Of Long Island commuters there are two classes: those who travel to Penn Station, those who travel to Brooklyn. Let it not be denied, there is a certain air of aristocracy about the Penn Station clique that we cannot waive. Their tastes are more delicate. The train-boy from Penn Station cries aloud “Choice, delicious apples,” which seems to us almost an affectation compared to the hoarse yell of our Brooklyn news-agents imploring “Have a comic cartoon book, ‘Mutt and Jeff,’ ‘Bringing Up Father,’ choclut-covered cherries!” The club cars all go to Penn Station: there would be a general apoplexy in the lowly terminal at Atlantic Avenue if one of those vehicles were seen there. People are often seen (on the Penn Station branch) who look exactly like the advertisements in Vanity Fair. Yet we, for our humility, have treasures of our own, such as the brightly lighted little shops along Atlantic Avenue and a station with the poetic name of Autumn Avenue. The Brooklyn commuter points with pride to his monthly ticket, which is distinguished from that of the Penn Station nobility by a red badge of courage–a bright red stripe. On the Penn Station branch they often punch the tickets with little diamond-shaped holes; but on our line the punch is in the form of a heart.

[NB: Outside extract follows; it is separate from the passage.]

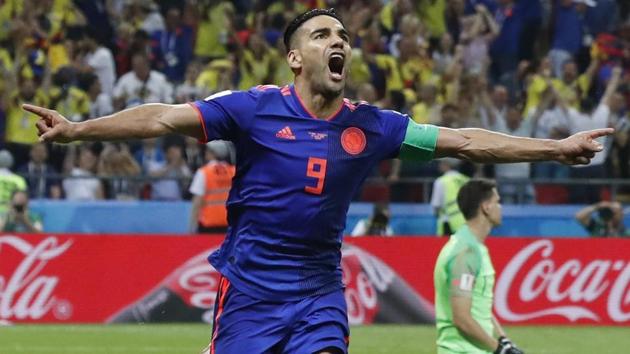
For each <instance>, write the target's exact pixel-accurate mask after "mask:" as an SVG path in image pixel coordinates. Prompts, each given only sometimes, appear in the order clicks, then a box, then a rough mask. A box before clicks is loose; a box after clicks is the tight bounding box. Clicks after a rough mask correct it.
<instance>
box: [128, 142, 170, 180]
mask: <svg viewBox="0 0 630 354" xmlns="http://www.w3.org/2000/svg"><path fill="white" fill-rule="evenodd" d="M134 158H135V159H136V161H137V162H138V164H140V167H141V168H142V173H143V174H145V175H146V174H148V173H149V169H150V167H151V166H156V165H161V164H163V163H164V160H165V158H164V150H162V147H161V146H160V144H159V140H158V138H151V139H143V140H142V147H141V148H140V149H139V150H138V151H136V152H135V154H134Z"/></svg>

When the humble commuter who is accustomed to travelling via Brooklyn is diverted from his accustomed orbit, and goes by way of the Pennsylvania Station, what surprising excitements are his. The enormousness of the crowd at Penn Station around 5 P.M. causes him to realize that what he had thought, in his innocent Brooklyn fashion, was a considerable mob, was nothing more than a trifling scuffle. But he notes with pleasure the Penn Station habit of letting people through the gate before the train comes in, so that one may stand in comparative comfort and coolness downstairs on the train platform. Here a vision of luxury greets his eyes that could not possibly be imagined at the Brooklyn terminal–the Lehigh Valley dining car that stands on a neighbouring track, the pink candles lit on the tables, the shining water carafes, the white-coated stewards at attention. At the car’s kitchen window lolls a young coloured boy in a chef’s hat, surveying the files of proletarian commuters with a glorious calmness of scorn and superiority. His mood of sanguine assurance and self-esteem is so complete, so unruffled, and so composed that we cannot help loving him. Lucky youth, devoid of cares, responsibilities, and chagrins! Does he not belong to the conquering class that has us all under its thumb? What does it matter that he (probably) knows less about cooking than you or I? He gazes with glorious cheer upon the wretched middle class, and as our train rolls away we see him still gazing across the darkling cellars of the station with that untroubled gleam of condescension, his eyes seeming (as we look back at them) as large and white and unspeculative as billiard balls.